If you want to make the trade-off between bad sound and quiet surfaces with whatever Heavy Vinyl pressing might be available, well, that's certainly your prerogative, but we can't imagine losing what's good about this music -- the size, the energy, the presence, the clarity, the weight -- just to hear it with less background noise.
Side One
- Stranger in Paradise
- Hawaiian War Chant
- Coronation
- Sake Rock
- Paradise Found
- Firecracker
Side Two
- Martinique
- My Little Grass Shack in Kealakekua, hawaii Cha Cha Cha
- Tune from Rangoon
- Happy Talk
- Pagan Love Song
- Laura
- Quiet Village
AMG Review
Despite its ubiquitous appearance in thrift stores (it is the Whipped Cream and Other Delights of exotica), this record packs quite a few surprises.
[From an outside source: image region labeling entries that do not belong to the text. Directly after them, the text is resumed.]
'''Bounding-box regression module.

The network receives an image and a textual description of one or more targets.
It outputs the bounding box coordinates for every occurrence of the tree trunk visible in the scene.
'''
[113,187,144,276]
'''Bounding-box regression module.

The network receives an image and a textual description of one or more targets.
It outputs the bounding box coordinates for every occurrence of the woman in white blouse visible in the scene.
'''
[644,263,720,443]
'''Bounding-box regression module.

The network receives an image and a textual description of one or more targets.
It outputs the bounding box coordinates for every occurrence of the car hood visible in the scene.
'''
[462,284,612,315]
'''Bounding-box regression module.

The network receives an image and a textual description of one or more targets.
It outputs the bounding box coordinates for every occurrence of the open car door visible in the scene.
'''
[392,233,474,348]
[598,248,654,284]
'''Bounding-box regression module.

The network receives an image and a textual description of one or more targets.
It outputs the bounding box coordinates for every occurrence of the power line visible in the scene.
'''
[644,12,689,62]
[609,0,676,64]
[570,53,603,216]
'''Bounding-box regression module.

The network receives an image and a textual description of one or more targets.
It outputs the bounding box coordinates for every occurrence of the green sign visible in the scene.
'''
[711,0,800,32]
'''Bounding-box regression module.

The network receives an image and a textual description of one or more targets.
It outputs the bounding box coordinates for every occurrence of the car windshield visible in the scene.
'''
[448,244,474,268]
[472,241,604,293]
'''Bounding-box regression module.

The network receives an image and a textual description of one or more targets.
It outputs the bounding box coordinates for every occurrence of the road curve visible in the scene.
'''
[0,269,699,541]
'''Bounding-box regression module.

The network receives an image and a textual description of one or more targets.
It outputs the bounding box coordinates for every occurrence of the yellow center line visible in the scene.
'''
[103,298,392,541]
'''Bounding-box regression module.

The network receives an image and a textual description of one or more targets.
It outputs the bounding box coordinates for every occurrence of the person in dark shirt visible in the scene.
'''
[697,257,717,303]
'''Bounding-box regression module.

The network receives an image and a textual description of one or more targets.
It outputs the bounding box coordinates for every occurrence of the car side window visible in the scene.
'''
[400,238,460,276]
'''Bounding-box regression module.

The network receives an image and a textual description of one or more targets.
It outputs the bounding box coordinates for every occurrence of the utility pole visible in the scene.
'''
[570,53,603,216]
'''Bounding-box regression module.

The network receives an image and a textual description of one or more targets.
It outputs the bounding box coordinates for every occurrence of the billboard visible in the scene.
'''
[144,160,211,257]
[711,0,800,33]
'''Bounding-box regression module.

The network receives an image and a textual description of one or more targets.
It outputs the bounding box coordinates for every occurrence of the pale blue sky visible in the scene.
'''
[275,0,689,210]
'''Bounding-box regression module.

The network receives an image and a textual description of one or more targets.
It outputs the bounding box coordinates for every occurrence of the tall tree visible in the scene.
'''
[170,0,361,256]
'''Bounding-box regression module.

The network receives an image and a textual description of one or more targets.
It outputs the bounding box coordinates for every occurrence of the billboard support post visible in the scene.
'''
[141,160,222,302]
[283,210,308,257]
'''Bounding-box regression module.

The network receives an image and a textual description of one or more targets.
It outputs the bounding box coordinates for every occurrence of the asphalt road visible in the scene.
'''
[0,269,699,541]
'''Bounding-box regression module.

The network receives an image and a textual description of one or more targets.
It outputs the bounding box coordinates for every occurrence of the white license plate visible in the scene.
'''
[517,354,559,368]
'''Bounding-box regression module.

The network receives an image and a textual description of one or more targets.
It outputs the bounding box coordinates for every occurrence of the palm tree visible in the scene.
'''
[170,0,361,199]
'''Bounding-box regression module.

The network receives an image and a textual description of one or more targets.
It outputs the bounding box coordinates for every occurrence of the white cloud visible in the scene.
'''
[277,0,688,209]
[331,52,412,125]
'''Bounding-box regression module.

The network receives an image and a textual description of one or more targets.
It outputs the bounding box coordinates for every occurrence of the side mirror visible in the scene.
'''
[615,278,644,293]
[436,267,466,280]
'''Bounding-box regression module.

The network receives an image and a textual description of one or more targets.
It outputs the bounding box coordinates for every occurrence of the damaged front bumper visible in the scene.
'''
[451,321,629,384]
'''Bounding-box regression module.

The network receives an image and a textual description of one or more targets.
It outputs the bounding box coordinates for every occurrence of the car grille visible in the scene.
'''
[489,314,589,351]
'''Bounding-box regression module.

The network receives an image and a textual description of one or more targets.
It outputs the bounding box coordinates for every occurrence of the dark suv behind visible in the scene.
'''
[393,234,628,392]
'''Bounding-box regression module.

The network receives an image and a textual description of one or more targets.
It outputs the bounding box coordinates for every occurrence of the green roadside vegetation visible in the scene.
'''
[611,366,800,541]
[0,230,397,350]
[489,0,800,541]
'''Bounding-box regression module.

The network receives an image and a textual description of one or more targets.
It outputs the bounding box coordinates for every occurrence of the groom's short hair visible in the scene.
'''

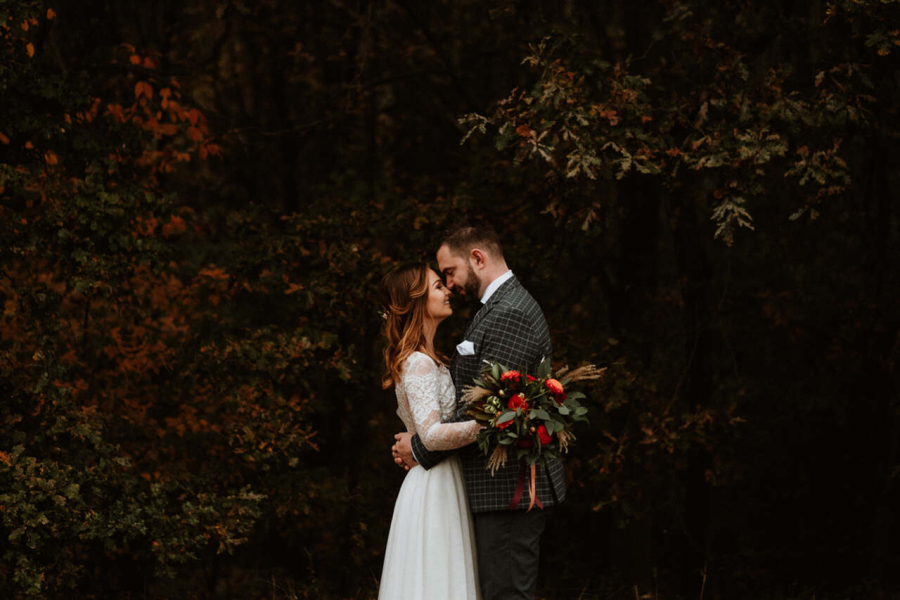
[441,225,503,259]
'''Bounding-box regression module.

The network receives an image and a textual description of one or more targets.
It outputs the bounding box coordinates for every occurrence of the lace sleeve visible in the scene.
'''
[403,355,481,451]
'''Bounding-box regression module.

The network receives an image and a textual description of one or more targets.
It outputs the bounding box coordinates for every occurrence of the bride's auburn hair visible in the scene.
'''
[381,263,447,389]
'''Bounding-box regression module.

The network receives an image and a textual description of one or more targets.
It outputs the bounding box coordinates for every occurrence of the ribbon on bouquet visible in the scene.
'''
[509,458,544,512]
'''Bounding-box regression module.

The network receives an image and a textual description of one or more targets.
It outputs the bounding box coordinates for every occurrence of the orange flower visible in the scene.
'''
[506,394,528,410]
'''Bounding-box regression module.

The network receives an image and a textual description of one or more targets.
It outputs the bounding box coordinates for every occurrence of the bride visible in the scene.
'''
[378,264,481,600]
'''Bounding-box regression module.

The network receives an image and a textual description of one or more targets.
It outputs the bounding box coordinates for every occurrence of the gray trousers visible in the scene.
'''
[472,507,550,600]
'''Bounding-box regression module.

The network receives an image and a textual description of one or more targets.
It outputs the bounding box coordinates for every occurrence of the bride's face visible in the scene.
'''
[425,269,453,322]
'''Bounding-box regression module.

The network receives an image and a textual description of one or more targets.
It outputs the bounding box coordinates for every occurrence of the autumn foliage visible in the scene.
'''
[0,0,900,600]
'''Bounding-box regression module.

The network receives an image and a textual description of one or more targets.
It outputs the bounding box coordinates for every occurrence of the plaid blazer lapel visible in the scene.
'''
[464,277,518,339]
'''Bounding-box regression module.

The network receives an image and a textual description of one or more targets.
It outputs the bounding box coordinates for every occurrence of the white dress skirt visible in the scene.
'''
[378,352,481,600]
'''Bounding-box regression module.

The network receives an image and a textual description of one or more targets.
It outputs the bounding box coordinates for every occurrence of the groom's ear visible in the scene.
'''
[469,248,486,269]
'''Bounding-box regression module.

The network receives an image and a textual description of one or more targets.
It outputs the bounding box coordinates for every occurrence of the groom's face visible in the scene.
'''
[437,246,481,300]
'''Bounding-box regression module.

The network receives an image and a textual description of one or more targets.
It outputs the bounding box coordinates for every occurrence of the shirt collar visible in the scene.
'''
[481,270,512,304]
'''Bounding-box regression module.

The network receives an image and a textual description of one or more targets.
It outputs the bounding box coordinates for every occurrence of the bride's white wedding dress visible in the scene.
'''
[378,352,481,600]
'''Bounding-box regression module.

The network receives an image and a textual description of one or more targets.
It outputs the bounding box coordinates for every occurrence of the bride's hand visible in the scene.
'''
[391,432,419,471]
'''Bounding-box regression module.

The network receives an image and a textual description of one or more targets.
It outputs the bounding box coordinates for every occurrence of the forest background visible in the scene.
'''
[0,0,900,600]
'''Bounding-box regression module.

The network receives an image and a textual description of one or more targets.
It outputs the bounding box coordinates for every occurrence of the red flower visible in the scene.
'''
[544,379,566,404]
[538,425,553,446]
[497,419,516,429]
[506,394,528,410]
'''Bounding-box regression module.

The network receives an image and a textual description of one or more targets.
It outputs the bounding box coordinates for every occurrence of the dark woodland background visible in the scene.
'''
[0,0,900,600]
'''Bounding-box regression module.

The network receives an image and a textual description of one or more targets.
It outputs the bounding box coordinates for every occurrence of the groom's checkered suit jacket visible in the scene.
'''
[412,277,566,512]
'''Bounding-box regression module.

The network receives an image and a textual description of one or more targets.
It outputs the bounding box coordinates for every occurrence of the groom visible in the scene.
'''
[392,227,566,600]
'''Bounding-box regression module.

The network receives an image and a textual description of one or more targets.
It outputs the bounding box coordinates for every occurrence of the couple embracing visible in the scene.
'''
[379,227,566,600]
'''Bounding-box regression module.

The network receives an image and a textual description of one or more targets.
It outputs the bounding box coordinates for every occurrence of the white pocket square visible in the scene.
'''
[456,340,475,356]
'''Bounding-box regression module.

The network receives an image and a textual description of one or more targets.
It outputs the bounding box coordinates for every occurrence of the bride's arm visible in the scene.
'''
[403,355,481,451]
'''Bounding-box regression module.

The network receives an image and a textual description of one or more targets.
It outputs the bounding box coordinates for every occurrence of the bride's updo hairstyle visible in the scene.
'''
[381,263,447,389]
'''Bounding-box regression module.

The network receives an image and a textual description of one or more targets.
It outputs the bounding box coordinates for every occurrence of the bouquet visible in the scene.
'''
[462,359,606,510]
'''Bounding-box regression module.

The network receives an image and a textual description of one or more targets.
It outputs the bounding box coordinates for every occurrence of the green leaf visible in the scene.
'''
[497,410,516,425]
[528,408,550,421]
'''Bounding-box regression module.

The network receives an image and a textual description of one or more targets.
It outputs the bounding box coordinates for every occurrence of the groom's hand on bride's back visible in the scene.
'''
[391,431,419,471]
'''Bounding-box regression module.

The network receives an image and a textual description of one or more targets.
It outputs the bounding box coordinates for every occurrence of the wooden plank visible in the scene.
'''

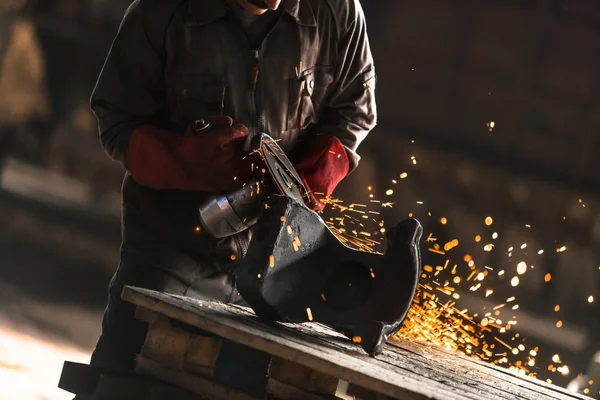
[135,307,160,324]
[267,378,338,400]
[347,384,398,400]
[136,356,260,400]
[183,335,222,376]
[123,287,492,400]
[269,357,339,395]
[141,315,193,369]
[388,340,589,400]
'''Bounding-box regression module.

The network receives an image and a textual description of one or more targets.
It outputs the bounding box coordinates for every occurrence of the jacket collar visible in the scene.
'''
[187,0,317,26]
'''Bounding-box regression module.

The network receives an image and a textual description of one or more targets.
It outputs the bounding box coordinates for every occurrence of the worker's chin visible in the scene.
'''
[244,0,281,15]
[248,0,269,11]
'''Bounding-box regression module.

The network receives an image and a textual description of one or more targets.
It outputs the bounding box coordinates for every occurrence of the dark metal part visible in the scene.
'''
[194,119,211,133]
[237,196,423,355]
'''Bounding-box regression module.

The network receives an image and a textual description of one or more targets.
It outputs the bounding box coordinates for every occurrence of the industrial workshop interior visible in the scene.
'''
[0,0,600,400]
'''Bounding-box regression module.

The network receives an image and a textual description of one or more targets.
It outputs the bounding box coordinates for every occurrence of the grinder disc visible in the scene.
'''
[260,133,309,202]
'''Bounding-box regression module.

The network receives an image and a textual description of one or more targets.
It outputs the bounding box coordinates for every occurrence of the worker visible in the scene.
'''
[91,0,376,370]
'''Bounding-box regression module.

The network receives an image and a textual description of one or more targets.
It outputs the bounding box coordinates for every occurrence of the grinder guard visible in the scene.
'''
[237,196,423,355]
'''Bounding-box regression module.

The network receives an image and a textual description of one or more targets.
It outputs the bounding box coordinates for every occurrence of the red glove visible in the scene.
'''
[127,116,250,193]
[295,136,350,211]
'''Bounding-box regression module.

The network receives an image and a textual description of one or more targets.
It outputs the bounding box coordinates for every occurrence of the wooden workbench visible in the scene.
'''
[59,287,587,400]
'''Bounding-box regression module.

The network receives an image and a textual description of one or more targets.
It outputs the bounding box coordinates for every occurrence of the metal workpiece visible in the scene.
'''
[237,196,423,355]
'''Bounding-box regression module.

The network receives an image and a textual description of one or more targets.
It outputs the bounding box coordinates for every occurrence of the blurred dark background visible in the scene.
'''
[0,0,600,398]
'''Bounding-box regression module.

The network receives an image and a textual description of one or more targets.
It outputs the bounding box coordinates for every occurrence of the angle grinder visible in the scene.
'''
[200,133,309,238]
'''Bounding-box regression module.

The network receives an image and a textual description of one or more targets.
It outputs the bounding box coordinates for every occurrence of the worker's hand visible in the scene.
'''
[294,136,350,211]
[127,116,250,193]
[179,116,250,193]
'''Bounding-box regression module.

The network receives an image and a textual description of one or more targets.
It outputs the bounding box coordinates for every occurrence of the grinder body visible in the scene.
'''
[199,133,308,238]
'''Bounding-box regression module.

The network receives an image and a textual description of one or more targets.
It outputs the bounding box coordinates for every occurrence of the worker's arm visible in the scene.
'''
[91,0,247,192]
[296,0,377,209]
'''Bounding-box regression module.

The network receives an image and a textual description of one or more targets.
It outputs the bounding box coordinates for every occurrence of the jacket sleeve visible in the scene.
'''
[314,0,377,171]
[90,0,166,167]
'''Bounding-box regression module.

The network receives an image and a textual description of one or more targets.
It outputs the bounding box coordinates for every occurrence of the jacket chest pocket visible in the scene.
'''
[286,66,333,130]
[174,74,227,125]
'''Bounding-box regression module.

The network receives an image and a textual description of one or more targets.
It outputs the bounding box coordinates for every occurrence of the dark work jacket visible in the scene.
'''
[91,0,376,300]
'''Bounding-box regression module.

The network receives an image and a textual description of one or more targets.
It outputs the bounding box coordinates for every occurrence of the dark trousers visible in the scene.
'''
[90,245,244,371]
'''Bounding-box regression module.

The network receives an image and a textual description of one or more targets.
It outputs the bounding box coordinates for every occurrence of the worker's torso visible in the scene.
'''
[123,0,338,269]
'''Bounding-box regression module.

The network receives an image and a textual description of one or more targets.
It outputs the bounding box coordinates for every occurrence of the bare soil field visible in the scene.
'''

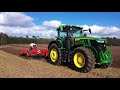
[0,44,120,78]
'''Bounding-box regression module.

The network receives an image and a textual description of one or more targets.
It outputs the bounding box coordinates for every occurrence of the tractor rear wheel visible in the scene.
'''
[95,62,112,69]
[48,44,62,65]
[71,47,95,73]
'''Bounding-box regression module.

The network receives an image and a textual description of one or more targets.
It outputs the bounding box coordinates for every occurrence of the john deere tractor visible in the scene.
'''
[48,25,112,73]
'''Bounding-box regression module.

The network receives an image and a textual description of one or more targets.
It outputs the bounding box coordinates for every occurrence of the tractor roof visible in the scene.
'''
[57,24,83,32]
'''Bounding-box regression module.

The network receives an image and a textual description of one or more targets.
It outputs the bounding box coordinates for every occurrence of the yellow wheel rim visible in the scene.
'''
[74,52,85,68]
[50,48,58,62]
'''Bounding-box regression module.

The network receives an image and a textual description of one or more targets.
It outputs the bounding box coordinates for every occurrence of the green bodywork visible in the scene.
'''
[48,25,112,64]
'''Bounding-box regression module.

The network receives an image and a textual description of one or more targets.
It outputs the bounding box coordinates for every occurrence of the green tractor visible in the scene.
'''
[48,25,112,73]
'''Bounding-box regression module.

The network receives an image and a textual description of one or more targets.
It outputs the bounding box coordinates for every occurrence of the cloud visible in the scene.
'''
[43,20,61,28]
[0,12,34,27]
[82,25,120,38]
[0,12,120,38]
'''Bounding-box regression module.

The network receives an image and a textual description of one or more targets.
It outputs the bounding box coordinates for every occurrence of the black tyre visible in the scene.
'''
[71,47,95,73]
[48,44,62,65]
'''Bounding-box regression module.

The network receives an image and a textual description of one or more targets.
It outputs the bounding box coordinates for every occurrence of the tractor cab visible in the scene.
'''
[48,25,112,72]
[57,25,91,38]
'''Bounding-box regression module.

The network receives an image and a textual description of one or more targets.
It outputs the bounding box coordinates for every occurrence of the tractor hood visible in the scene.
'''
[75,36,106,41]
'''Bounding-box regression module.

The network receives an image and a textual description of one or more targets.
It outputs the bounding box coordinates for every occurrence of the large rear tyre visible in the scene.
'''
[48,44,62,65]
[71,47,95,73]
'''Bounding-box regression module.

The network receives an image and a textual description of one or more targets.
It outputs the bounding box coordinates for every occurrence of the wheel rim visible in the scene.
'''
[74,52,85,68]
[50,48,58,62]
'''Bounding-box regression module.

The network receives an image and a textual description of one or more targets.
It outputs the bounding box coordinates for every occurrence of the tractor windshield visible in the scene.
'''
[60,32,67,38]
[71,31,81,37]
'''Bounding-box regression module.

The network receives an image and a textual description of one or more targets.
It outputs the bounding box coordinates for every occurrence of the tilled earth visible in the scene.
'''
[0,44,120,78]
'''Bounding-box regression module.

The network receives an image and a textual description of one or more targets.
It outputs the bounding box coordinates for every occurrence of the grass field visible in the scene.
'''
[0,44,120,78]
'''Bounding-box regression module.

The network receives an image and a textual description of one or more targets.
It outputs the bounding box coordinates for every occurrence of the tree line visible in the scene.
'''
[0,33,120,46]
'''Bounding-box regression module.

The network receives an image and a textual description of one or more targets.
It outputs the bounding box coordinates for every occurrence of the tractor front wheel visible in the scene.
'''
[48,44,62,65]
[71,47,95,73]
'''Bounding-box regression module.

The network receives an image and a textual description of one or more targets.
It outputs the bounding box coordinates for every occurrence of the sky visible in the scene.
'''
[0,12,120,38]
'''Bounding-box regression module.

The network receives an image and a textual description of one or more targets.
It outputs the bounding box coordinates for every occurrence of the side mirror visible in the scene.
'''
[89,28,92,33]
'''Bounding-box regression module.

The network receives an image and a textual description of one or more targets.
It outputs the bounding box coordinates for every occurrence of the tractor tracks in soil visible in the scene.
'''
[0,45,120,78]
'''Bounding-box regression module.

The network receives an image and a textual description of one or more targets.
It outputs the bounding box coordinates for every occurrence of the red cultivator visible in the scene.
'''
[20,43,49,58]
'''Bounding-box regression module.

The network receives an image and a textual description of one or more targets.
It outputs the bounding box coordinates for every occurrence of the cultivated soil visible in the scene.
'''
[0,44,120,78]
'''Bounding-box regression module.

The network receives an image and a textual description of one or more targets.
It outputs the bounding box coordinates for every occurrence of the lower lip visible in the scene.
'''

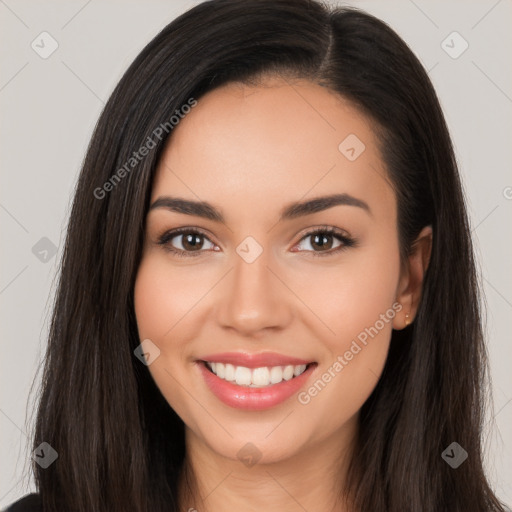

First, the final track is a re-release of the number four hit and Denny signature tune, “Quiet Village” (originally on the first Exotica LP). “Coronation,” “Firecracker,” and “Sake Rock” — covered by 1990s group the Cocktails — are representative of the standard Denny oeuvre: birdcall “Polynesian” exotica, Chinese, and Japanese. Most intriguing, however, is the self-parody treatment of “Little Grass Shack” set to a cha-cha-cha beat and punctuated with an absurd duck call instead of the usual birds.
Frogs and Birds
Martin Denny reveals in an interview where the frog sounds and bird calls originated.
The Hawaiian Village was a beautiful open-air tropical setting. There was a pond with some very large bull frogs right next to the bandstand. One night we were playing a certain song and I could hear the frogs going “Rivet, rivet, rivet.” When we stopped playing, the frogs stopped croaking. I thought, “Hmm—is that a coincidence?”
So a little while later I said, “Let’s repeat that tune,” and sure enough the frogs started croaking again. And as a gag, some of the guys spontaneously started doing these bird calls. Afterwards we all had a good laugh: “Hey, that was fun!” But the following day one of the guests came up and said, “Mr. Denny, you know that song you did with the birds and the frogs? Can you do that again?” I said, “What are you talking about?”—then it dawned on me he’d thought that was part of the arrangement.
At the next rehearsal I said, “Okay, fellas, how about if each one of you does a different bird call? I’ll do the frog . . . ” (I had this grooved cylindrical gourd called a guiro, and by holding it up to the microphone and rubbing a pencil in the grooves, it sounded like a frog). We played it the next night, and all evening people kept coming up and saying, “We want to hear the one with the frogs and the birds again!” We must have played that tune thirty times. It turned out to be Quiet Village.
Ted Keep, Engineer
Theodore “Ted” Keep was a co-founder of Liberty Records. In his role as chief of engineering at the label and afterward, Keep introduced a number of innovations to commercial sound recording.
During the 1950s, Keep provided the synchronization process that allowed Ross Bagdasarian, Sr. to combine his speed-doubled voice technique with full orchestration on “Witch Doctor” and the series of Chipmunks recordings. For the latter, Keep received Grammy Awards in 1959 and 1960. Keep’s Liberty Studios was the first commercial recording studio to employ solid state mixing equipment, retaining its claim as “the world’s only transistorized recording studio” into 1960.
-Wikipedia
(Bruce Botnick credits Ted Keep for teaching him a thing or two about recording.)